Daha sonra yaklaşık 20 metre mesafedeki karakolda bizi indirdiler. Kolumuzdan çekmelerine izin vermedik. İzin almadan dağıtım yapamayacağımızı söylediler. Biz de bildirinin yasal bir bildiri olduğunu, ayrıca toplatmasının da bulunmadığını ve izin almaya gerek olmadığını söyledik.

Bizim gözaltına alındığımızı gören işçi ve sendika temsilcileri bizi alandan çıkaran sendikacının yanına giderek, bunu yapmasının yanlış olduğunu, bizimle hemen ilgilenmesi gerektiğini söylemişler. O da işçilerin oluşturduğu bu basınç sayesinde emniyet müdür yardımcısıyla görüşmüş ve bırakılacağımızı öğrenmiş. Karakoldaki polisler de bize eğer alana geri dönmeyeceksek bırakılacağımızı söylediler. O zaman bizi neden aldıklarını sorduk. İyi niyetlerini zorladığımızı söyleyerek bizi dışarı çıkardılar ve uzaklaştırmak için minübüse bindirmeye çalıştılar.

Bu arada eylem bitmişti ve işçiler de dağılıyorlardı. Karakolun önüne gelen sendikacılar bizi aldılar ve oradan uzaklaştırdılar. Kendilerine bizi alandan çıkarmalarının yanlış olduğunu söyledik. O da suçsuz olduğunu ve sürekli ilgilendiğini söyledi. İşçilerin kendisini bizi teslim etmekle suçlandıklarını söyledi. Oradan Aksaray Belediye-İş Sendikası’na giderek eylemden dönen işçilerle görüştük ve sohbet ederek ayrıldık.

Bizler TUYAB’lı aileler olarak bir kez daha diyoruz ki; her yerde olacak ve hücreleri yıkana dek mücadelemizi sürdüreceğiz.

Bir TUYAB üyesi





Belediye grevinin ertelenmesi konusunda
işçi temsilcileriyle röportaj:

“Hakkımızı alıncaya kadar
mücadele edeceğiz”



- Greviniz ertelendi. Bu konuda ne düşünüyorsunuz?
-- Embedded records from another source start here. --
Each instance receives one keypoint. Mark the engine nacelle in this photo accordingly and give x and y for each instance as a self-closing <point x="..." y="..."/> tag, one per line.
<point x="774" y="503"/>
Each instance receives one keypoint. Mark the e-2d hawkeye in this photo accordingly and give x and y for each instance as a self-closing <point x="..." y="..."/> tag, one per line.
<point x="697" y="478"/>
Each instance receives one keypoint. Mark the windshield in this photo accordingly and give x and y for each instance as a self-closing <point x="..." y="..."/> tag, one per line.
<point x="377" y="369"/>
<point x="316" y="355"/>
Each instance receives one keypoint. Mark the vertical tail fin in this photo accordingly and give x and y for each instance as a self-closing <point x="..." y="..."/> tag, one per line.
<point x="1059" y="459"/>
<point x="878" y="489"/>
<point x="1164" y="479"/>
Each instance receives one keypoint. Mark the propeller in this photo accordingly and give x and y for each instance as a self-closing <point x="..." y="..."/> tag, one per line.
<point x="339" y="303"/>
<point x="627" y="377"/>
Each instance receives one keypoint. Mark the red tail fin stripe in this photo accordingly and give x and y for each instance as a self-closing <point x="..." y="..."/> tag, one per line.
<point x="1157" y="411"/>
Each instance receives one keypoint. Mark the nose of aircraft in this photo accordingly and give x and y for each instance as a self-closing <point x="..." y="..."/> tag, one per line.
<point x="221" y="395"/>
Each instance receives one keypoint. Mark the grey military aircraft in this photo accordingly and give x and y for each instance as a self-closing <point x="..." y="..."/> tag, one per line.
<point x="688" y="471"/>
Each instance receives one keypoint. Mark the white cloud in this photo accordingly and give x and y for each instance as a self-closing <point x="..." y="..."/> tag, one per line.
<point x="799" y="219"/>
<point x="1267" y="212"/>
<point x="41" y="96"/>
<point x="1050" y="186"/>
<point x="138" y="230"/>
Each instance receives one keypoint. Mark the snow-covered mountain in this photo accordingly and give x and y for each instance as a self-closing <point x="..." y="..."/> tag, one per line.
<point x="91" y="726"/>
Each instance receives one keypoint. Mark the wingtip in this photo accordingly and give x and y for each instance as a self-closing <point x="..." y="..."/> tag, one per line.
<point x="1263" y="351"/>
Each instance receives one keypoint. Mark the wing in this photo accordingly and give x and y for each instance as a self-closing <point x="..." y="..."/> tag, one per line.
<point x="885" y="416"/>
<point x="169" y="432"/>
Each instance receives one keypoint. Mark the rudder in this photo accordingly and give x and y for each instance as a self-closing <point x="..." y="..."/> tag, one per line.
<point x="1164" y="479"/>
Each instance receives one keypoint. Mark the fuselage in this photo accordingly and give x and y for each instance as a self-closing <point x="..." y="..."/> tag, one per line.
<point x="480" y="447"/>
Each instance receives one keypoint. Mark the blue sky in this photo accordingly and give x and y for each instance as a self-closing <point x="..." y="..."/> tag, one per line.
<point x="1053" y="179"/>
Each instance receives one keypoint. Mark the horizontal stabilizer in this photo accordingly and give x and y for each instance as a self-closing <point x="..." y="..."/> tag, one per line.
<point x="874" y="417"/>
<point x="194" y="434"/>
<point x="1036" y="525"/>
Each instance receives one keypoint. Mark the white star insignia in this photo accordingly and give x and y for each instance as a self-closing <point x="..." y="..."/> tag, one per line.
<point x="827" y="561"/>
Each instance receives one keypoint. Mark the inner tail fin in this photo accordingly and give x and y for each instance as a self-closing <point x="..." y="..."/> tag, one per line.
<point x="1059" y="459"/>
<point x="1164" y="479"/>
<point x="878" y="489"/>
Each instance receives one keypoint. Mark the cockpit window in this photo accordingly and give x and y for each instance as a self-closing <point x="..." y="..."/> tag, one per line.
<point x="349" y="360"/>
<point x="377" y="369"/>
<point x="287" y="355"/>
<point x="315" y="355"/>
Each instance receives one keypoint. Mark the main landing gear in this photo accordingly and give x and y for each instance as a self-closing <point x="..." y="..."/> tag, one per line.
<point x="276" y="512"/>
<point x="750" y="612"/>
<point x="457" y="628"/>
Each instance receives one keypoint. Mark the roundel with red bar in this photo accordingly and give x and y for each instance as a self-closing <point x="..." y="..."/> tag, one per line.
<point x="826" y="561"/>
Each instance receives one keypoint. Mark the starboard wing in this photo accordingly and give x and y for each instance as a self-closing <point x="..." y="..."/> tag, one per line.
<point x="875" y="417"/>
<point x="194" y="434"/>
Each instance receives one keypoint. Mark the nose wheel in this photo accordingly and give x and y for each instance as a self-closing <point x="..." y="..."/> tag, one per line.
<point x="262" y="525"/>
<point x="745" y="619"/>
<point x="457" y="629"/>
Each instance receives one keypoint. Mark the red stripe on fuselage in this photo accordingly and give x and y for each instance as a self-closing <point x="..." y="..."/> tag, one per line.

İşçi temsilcisi: Beklediğim bir karardı. Ben bugün bekliyordum, sabah evden çıkarken gece nöbetçi kalabilirim dedim. Bu memleket her zaman yönetenlerin memleketidir. Kalbur üstü insanların, köşe yazarlarının, maaşlarını dövizle alan, işçiyi hiçbir zaman düşünmeyen, 485 milyon TL maaş alıyor diyen Serdar Turgut gibi Hürriyet yazarlarının memleketidir. Dolayısıyla bu grev ertelemesi doğaldır.

- Grev ertelenmesine karşı neler yapmayı düşünüyorsunuz?

1. işçi temsilcisi: Her yerde bir hiyerarşi var, burada da işçiyi örgütleyen sendika... Sendikanın ne düşündüğü önemlidir. Ve sonuçta sendikada da bir yerde Türkiye’nin değişmez kanunu geçerli; rantiyecilerle beraber bir üst yönetim var. İşçinin içinden çıkmıştır, ama işçiden soyutlanmıştır. Dolayısıyla düşüncelerim pek olumlu değil.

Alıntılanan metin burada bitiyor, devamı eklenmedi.